Thanks for the in-depth analysis! It's extremely helpful when someone gives us this level of detail, so a heartfelt thanks for that ❤️ Since there's a workaround, we probably will push a patch release out not including the fix to this bug and add this fix to the next patch release. Let me know if I'm misunderstanding!

stephaneey commented 1 year ago

Hi @keithmattix ,

No problem! However, right now, there is no real workaround in case two different API clients need to talk to the same API endpoint with different rules or if you simply want to define broad rules like this:

The only possible workarounds that I can think of are both unacceptable hacks:

1) Defining dedicated API endpoints per "client" but this is ugly since an API should be agnostic to its consumers 2) Keeping a single API (better) but running it with two different service accounts and two different K8s services. This works fine. It is less ugly than 1 but still not great.

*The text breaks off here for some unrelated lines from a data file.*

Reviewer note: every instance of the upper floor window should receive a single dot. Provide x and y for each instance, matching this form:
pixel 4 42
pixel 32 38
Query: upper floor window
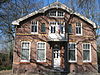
pixel 56 13
pixel 43 28
pixel 72 52
pixel 69 28
pixel 34 28
pixel 41 51
pixel 78 28
pixel 86 52
pixel 57 27
pixel 25 51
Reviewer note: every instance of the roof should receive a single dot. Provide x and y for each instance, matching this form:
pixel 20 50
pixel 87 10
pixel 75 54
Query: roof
pixel 53 5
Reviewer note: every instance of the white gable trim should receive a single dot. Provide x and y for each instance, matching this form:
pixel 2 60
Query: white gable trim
pixel 53 5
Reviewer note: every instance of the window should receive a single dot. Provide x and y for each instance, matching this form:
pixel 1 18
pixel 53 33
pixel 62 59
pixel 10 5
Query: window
pixel 60 13
pixel 34 28
pixel 69 28
pixel 78 28
pixel 43 28
pixel 25 51
pixel 58 27
pixel 86 52
pixel 56 13
pixel 72 52
pixel 52 13
pixel 61 27
pixel 52 27
pixel 41 51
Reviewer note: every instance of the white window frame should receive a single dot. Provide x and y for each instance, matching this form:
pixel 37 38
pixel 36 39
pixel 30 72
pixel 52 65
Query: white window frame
pixel 90 52
pixel 73 61
pixel 81 29
pixel 29 51
pixel 53 26
pixel 37 27
pixel 57 13
pixel 56 27
pixel 45 52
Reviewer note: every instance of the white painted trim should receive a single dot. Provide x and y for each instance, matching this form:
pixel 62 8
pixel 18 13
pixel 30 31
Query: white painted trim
pixel 37 28
pixel 75 53
pixel 90 53
pixel 29 51
pixel 44 9
pixel 45 52
pixel 81 30
pixel 56 16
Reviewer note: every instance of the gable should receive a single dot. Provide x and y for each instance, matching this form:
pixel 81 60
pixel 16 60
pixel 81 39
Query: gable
pixel 56 5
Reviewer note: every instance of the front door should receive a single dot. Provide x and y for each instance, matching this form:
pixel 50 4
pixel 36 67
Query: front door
pixel 56 57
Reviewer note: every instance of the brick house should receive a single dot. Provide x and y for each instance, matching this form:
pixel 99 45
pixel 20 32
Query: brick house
pixel 55 38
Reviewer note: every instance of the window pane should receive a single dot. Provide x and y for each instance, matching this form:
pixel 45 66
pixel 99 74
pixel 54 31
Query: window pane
pixel 78 28
pixel 72 55
pixel 86 55
pixel 61 29
pixel 41 54
pixel 53 13
pixel 60 13
pixel 25 54
pixel 72 46
pixel 25 51
pixel 70 28
pixel 52 29
pixel 43 29
pixel 34 26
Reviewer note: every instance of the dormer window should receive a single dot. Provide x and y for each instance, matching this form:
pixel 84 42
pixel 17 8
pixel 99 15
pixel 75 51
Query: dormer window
pixel 56 13
pixel 34 27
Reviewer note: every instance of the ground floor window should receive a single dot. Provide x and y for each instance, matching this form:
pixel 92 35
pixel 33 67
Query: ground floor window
pixel 72 52
pixel 41 51
pixel 25 51
pixel 86 52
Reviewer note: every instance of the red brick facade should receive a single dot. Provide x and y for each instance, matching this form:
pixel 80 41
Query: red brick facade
pixel 23 33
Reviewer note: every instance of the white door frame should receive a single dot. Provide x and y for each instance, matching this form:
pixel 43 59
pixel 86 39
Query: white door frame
pixel 57 62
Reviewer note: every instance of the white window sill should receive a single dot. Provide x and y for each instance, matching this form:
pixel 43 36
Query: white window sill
pixel 41 61
pixel 34 32
pixel 57 16
pixel 86 61
pixel 78 34
pixel 72 61
pixel 25 61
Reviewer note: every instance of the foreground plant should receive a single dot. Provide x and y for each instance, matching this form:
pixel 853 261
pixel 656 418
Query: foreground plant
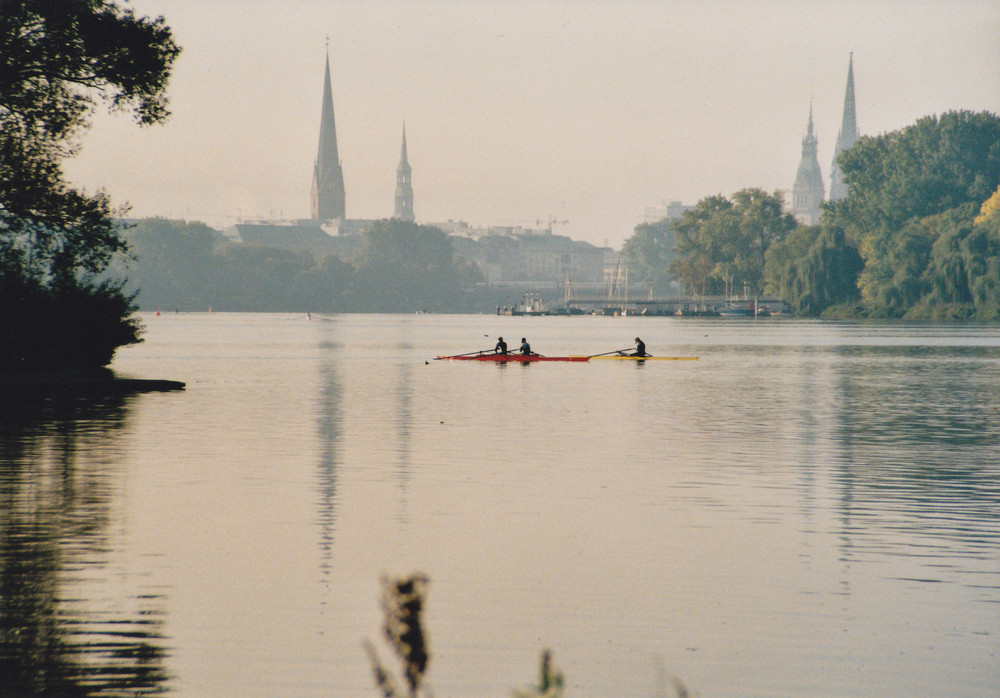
pixel 58 61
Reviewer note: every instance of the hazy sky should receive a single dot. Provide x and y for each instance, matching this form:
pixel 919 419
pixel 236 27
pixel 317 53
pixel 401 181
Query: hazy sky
pixel 587 112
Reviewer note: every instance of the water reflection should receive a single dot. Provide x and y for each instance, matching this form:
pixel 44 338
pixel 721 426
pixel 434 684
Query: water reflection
pixel 63 630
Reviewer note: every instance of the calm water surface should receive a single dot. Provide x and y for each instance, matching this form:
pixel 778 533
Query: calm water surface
pixel 811 509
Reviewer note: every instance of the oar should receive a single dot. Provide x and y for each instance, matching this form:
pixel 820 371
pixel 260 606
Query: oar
pixel 616 351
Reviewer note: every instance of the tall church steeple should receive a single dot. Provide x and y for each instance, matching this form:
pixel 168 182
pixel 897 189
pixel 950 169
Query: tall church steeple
pixel 847 136
pixel 404 189
pixel 328 198
pixel 808 190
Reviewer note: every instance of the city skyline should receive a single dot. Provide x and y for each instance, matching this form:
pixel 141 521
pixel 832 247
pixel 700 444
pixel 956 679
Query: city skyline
pixel 516 113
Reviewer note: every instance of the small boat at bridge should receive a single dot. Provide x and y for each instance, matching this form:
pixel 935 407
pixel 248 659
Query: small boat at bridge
pixel 531 358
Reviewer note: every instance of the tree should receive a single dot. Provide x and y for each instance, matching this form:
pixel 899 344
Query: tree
pixel 649 252
pixel 57 62
pixel 723 243
pixel 936 164
pixel 814 269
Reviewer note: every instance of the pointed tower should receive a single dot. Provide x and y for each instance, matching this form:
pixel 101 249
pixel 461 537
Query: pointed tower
pixel 807 194
pixel 404 189
pixel 328 199
pixel 847 136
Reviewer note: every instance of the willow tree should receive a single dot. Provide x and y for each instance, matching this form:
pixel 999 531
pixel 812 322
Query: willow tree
pixel 58 62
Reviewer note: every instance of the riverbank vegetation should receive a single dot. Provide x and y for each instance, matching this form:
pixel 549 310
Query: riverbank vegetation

So, knowing that 1 is definitely a dirty hack, if I take 2, it means:

- name: everything    
    pathRegex: '/osm/.*'
    methods: ["*"]  
- name: getonly
    pathRegex: '/osm/.*'
    methods: ["GET"]  

One traffictarget per client, targeting different destinations (simpleapi1sa and simpleapi2sa). This works but is far from being ideal of course.

github-actions[bot] commented 1 year ago

This issue will be closed due to a long period of inactivity. If you would like this issue to remain open then please comment or update.

github-actions[bot] commented 1 year ago

Issue closed due to inactivity.